Yazan: Turgut Koçak 8 Mart 2021

Dünya Emekçi Kadınlar Günü ile ilgili sayısız yazılar yazıldı ve tarihçeler verildi. Sonra bakıldı görüldü ki sol ve sosyalist solun haklı olarak kadınlarla ilgili politikaları etkili oluyor hemen bir dümen çevirip kapitalist dünyanın yöneticileri kadınlarla ilgili bu günü de sahiplenmek istediler. Çünkü onlar da iyi biliyorlardı ki sahiplendiklerinde Dünya Emekçi Kadınlar Günü’nün içini kolaylıkla boşaltabilirlerdi. Birleşmiş Milletler aracılığı ile bu gün sahiplenildi.

Sahiplenilirken de Dünya Emekçi Kadınlar Günü oldu 8 Mart Dünya Kadınlar günü. Bu yeri çıkışı solcular bile yerinde gördüler. Dediler ki biz kadınları emekçilerle sınırlı tutarak niye daraltıyoruz ki? Bu konu zaman zaman soldan liberalleşenlerle çok tartışıldı. Oysa 8 Mart Dünya Emekçi Kadınlar Günü niçin kutlanıyordu bunun nedeni neydi diye düşünenler ayak diremişlerdi ama sağdan saldırının her alanda olduğu gibi bu alanda da yoğun olarak yürütülmesi sonrasında bir oyunda pata pat kalır gibi bir noktaya gelindi ve şu an aynı durum sessiz sedasız devam ediyor.
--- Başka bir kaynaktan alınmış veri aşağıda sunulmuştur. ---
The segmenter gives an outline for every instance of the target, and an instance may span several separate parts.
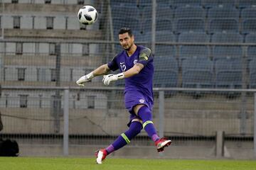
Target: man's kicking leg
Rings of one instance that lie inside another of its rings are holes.
[[[145,105],[137,105],[134,107],[134,113],[142,120],[143,128],[149,137],[155,142],[157,152],[163,152],[164,147],[171,144],[171,141],[165,137],[160,138],[152,121],[152,113]]]
[[[107,148],[96,152],[97,164],[101,164],[107,155],[129,144],[130,140],[141,132],[142,129],[142,125],[141,120],[139,119],[132,120],[127,131],[121,134],[117,139]]]

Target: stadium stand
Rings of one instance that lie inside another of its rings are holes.
[[[220,43],[242,43],[242,37],[238,33],[218,33],[213,35],[211,42]],[[213,56],[214,59],[221,58],[223,57],[241,58],[242,56],[241,46],[215,45],[213,48]]]
[[[233,6],[218,6],[209,9],[208,33],[238,32],[239,11]]]
[[[235,1],[233,0],[202,0],[202,6],[207,8],[216,6],[235,6]]]
[[[208,57],[192,57],[182,60],[182,87],[213,88],[213,64]]]
[[[242,87],[242,59],[225,57],[215,60],[216,88]]]
[[[154,57],[154,86],[176,87],[178,84],[177,60],[171,56],[157,56]]]
[[[242,33],[248,34],[256,31],[256,7],[244,8],[241,12]]]
[[[256,42],[256,34],[248,34],[245,37],[245,42],[247,43],[255,43]],[[247,47],[247,56],[248,60],[253,60],[256,58],[256,45],[250,45]]]

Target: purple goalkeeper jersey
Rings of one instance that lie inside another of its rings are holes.
[[[153,105],[152,84],[154,65],[153,56],[150,49],[137,45],[136,51],[130,57],[128,56],[126,50],[123,50],[116,55],[107,64],[107,66],[112,71],[119,69],[120,72],[123,72],[131,69],[136,63],[141,63],[144,67],[138,74],[125,78],[124,96],[126,94],[129,94],[129,96],[132,98],[137,96],[135,98],[141,98],[150,102],[151,105]],[[125,103],[128,102],[127,100],[132,101],[132,98],[129,98],[130,97],[124,98]],[[149,106],[150,108],[151,106]]]

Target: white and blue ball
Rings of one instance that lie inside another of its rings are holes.
[[[79,22],[85,25],[91,25],[96,22],[97,12],[92,6],[84,6],[79,9],[78,13]]]

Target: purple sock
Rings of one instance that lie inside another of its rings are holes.
[[[138,115],[142,120],[143,128],[154,142],[159,139],[157,135],[156,130],[152,122],[152,113],[149,108],[144,106],[139,108]]]
[[[107,154],[120,149],[130,142],[130,140],[138,135],[142,129],[139,122],[132,122],[127,131],[121,134],[117,139],[106,148]]]

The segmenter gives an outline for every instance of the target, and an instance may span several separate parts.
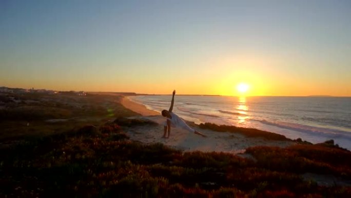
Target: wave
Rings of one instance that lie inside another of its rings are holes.
[[[230,115],[245,115],[245,114],[241,114],[238,112],[228,112],[227,111],[223,111],[223,110],[218,110],[219,112],[222,113],[223,114],[230,114]]]
[[[177,107],[177,109],[178,110],[181,111],[183,112],[186,112],[188,113],[190,113],[191,114],[195,114],[195,115],[199,115],[200,116],[212,117],[214,117],[214,118],[219,118],[220,117],[219,116],[216,116],[215,115],[211,115],[211,114],[203,114],[203,113],[195,113],[194,111],[187,110],[186,108],[184,108],[182,106],[178,106]]]
[[[324,135],[327,135],[332,137],[342,135],[344,138],[351,140],[351,134],[350,134],[349,132],[344,131],[313,127],[296,123],[278,121],[272,122],[266,120],[252,119],[252,120],[257,121],[266,125],[270,125],[280,128],[291,130],[302,133],[312,134],[314,135],[316,135],[316,134],[320,135],[321,133],[322,133]]]

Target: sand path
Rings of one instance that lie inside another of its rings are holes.
[[[267,140],[263,138],[247,138],[244,135],[218,132],[192,126],[207,136],[203,137],[181,128],[171,129],[169,138],[162,138],[165,119],[162,116],[139,116],[131,118],[146,119],[158,123],[155,126],[145,125],[126,129],[131,139],[145,143],[161,142],[185,151],[228,152],[234,154],[245,152],[246,148],[255,146],[285,147],[294,142]]]
[[[121,103],[125,107],[142,115],[134,118],[149,119],[159,124],[156,126],[126,129],[131,139],[145,143],[161,142],[184,151],[222,151],[235,154],[243,153],[246,148],[256,146],[285,147],[294,143],[286,141],[267,140],[263,138],[247,138],[239,134],[205,130],[191,123],[189,123],[190,127],[207,137],[202,137],[181,128],[172,128],[169,138],[164,138],[162,136],[166,119],[160,115],[160,113],[148,110],[142,104],[130,101],[128,97],[124,97]]]

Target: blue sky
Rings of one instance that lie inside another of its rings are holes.
[[[0,85],[351,96],[350,19],[348,1],[2,1]]]

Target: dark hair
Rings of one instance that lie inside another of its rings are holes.
[[[167,110],[162,110],[162,111],[161,112],[161,114],[162,114],[162,116],[166,117],[166,112],[167,112]]]

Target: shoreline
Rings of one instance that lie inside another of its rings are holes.
[[[121,104],[125,107],[135,113],[141,114],[143,116],[158,116],[160,113],[146,108],[144,105],[131,101],[128,96],[123,96],[121,100]]]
Yani 8 Mart Dünya Emekçi Kadınlar Günü’ne isteyen Dünya Kadınlar Günü diye kutluyor isteyen de Dünya Emekçi Kadınlar Günü diye. Oysa gerçekler bir kez daha ülkemizde ve dünyadan kendisini dayattığı için bu güne 8 Mart Dünya Emekçi Kadınlar Günü diyenlerin giderek sayısını arttırdı arttırmaya da devam ediyor.
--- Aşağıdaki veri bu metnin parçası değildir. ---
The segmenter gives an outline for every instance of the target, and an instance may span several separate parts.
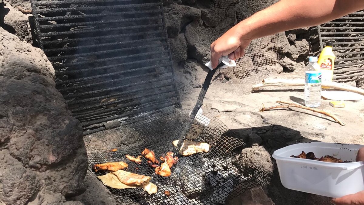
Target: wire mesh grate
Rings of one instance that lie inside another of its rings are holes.
[[[154,194],[149,195],[142,189],[109,188],[118,203],[123,204],[223,204],[269,180],[270,175],[264,168],[239,164],[236,151],[245,144],[243,140],[209,113],[197,116],[194,124],[201,129],[194,134],[198,134],[195,141],[209,144],[210,151],[180,157],[171,169],[171,176],[156,174],[145,159],[139,165],[125,157],[126,154],[140,155],[145,148],[154,151],[157,158],[175,151],[172,142],[178,139],[187,119],[179,109],[170,107],[129,119],[130,124],[125,126],[133,131],[130,137],[143,142],[129,150],[89,153],[89,169],[96,163],[121,160],[128,165],[126,171],[151,177],[151,182],[158,187]],[[166,195],[165,191],[170,196]]]
[[[180,106],[161,0],[31,3],[56,87],[84,128]]]
[[[215,0],[211,7],[225,19],[232,19],[227,21],[230,24],[226,25],[231,27],[272,3],[262,0]],[[261,82],[264,78],[282,72],[283,68],[278,64],[277,39],[275,35],[252,41],[245,49],[245,55],[237,61],[237,66],[222,72],[228,80],[219,87],[230,92],[246,94],[253,85]]]
[[[355,80],[364,76],[364,12],[360,11],[318,26],[321,50],[327,41],[333,42],[334,79]]]

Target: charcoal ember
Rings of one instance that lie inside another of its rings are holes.
[[[233,189],[234,180],[229,179],[215,187],[210,197],[201,200],[201,202],[206,204],[225,204],[226,198]]]

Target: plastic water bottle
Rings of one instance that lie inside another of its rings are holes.
[[[309,59],[305,71],[305,104],[317,108],[321,104],[321,70],[317,57],[311,56]]]

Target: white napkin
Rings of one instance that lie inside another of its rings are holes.
[[[235,67],[236,66],[236,63],[235,62],[235,61],[230,59],[229,58],[229,57],[226,55],[222,56],[219,59],[219,63],[221,63],[221,62],[225,64],[225,65],[220,67],[221,68],[225,69],[229,67]],[[205,65],[209,67],[209,68],[211,70],[213,70],[211,65],[211,61],[209,61],[208,63],[205,64]]]

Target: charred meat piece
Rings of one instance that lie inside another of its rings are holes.
[[[148,160],[147,161],[147,163],[148,163],[148,165],[150,167],[152,167],[152,168],[155,168],[155,167],[159,166],[159,165],[157,164],[154,164],[153,162],[150,160]]]
[[[308,159],[316,159],[315,157],[315,154],[312,152],[310,152],[306,155],[306,158]]]
[[[165,191],[164,194],[167,197],[171,196],[171,193],[169,192],[169,191]]]
[[[173,157],[174,155],[174,154],[173,152],[167,152],[167,154],[166,156],[164,157],[161,156],[160,158],[161,160],[162,161],[166,161],[166,160],[167,163],[169,166],[169,168],[171,168],[174,165],[176,164],[178,160],[178,158],[177,156]]]
[[[149,150],[146,148],[142,152],[142,155],[144,156],[144,157],[150,160],[154,164],[159,164],[159,162],[156,159],[154,152],[153,151]]]
[[[126,169],[128,165],[124,162],[115,162],[95,165],[92,169],[96,172],[99,170],[115,171],[119,170]]]
[[[321,157],[318,160],[321,162],[334,162],[336,163],[342,163],[343,161],[341,159],[339,159],[333,156],[327,155],[326,156]]]
[[[140,164],[142,162],[142,159],[141,159],[141,158],[142,158],[141,156],[138,156],[136,157],[136,158],[135,158],[132,156],[126,155],[125,155],[125,157],[127,158],[128,159],[131,161],[132,162],[134,162],[135,163]]]
[[[301,159],[307,159],[306,158],[306,153],[305,152],[302,151],[302,152],[300,154],[300,155],[297,156],[293,156],[293,155],[291,155],[291,157],[294,157],[295,158],[300,158]]]
[[[167,163],[167,160],[162,163],[160,167],[155,168],[155,174],[162,177],[169,177],[171,175],[171,169]]]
Dünya Emekçi Kadınlar Günü bizim ülkemizde daha da bir anlam kazanmış durumda. Kadınlar her zaman daha çok sömürülüyor, daha çok baskı altında tutuluyor, onların daha çok hak ve özgürlükleri ellerinden alınarak insan olma onurları bile mevcut soygun düzeni tarafından ellerinden alınmak isteniyor. Bugün ülkemizde acımasızca süren kadına şiddet ve kadın cinayetleri ve sonrası yaşanan dramlar sözünü ettiğimiz gerçeği apaçık gün yüzüne çıkarıyor.

Kadınlara karşı sistem adeta savaş açmış gibi. Dün olduğu gibi bugün de kadınların 8 Mart Dünya Kadınlar Günü nedeniyle sokağa dökülmelerinden hiç ama hiç hoşlanmayan iktidar onların üzerine polisi salarak kadın polisler ve erkek polislerce kadınlara akıl almaz şiddet uygulanabiliyor. Bunun için iktidarın gerekçeleri ise çok açık. Kimi zaman bu gerekçeler gerçek nedeni gizlemek için dini görüntü altında yapılıyor. Dinimiz bu konuda şöyle dermiş de namus şuymuş da, kadının yeri eviymiş de, erkeğinin karşısında kadın haddini bilmeliymiş de say say bitirilemeyecek kadar çok gerekçe sayabiliriz.

Dün, bugün sokaklar yine kadın gösterilerine sahne olacak. Bu duruma karşı kin ve nefret duyan iktidar ise polis zoruyla olağan bir gösteriyi ve hak arama hakkını bile zorbalıkla susturmaya ya da dağıtmaya çalışacak. Bunun nedeni bize göre iktidarın sınıfsal özden kaynaklanan kin ve nefretidir. İşte bu yüzden kadınların kurtuluşu ancak ve ancak özellikle durumlarının iyileştirilmesi demiyorum sosyalizmdedir. Örneğin bizim partimizin programında Türkiye Sosyalist İşçi Partisi iktidar olduğunda kadınlarla ilgili eşitlik konusunda tartışmaya meydan vermeyecek denli uygulamalar çok açık olacak ve kadınlara yönelik hemen her konuda işlenen suçların karşılıksız kalmayacağı eşitliğin amasız şunsuz bunsuz uygulanacağı belirtilmektedir ki sömürünün olmadığı bir ülkede kadınlarla ilgili sömürü de olmaz, istismar da, her türlü taciz, tecavüz ve cana kast de.

İnsanlığın tek kurtuluş seçeneği olan sosyalizmin yüce duygularıyla 8 Marta dünya Emekçi Kadınlar Günü’nü partim Türkiye Sosyalist İşçi Partisi adına kutluyor ve mücadele ve dayanışmanın arttırılması gerektiğinin altını bir kez daha çiziyorum.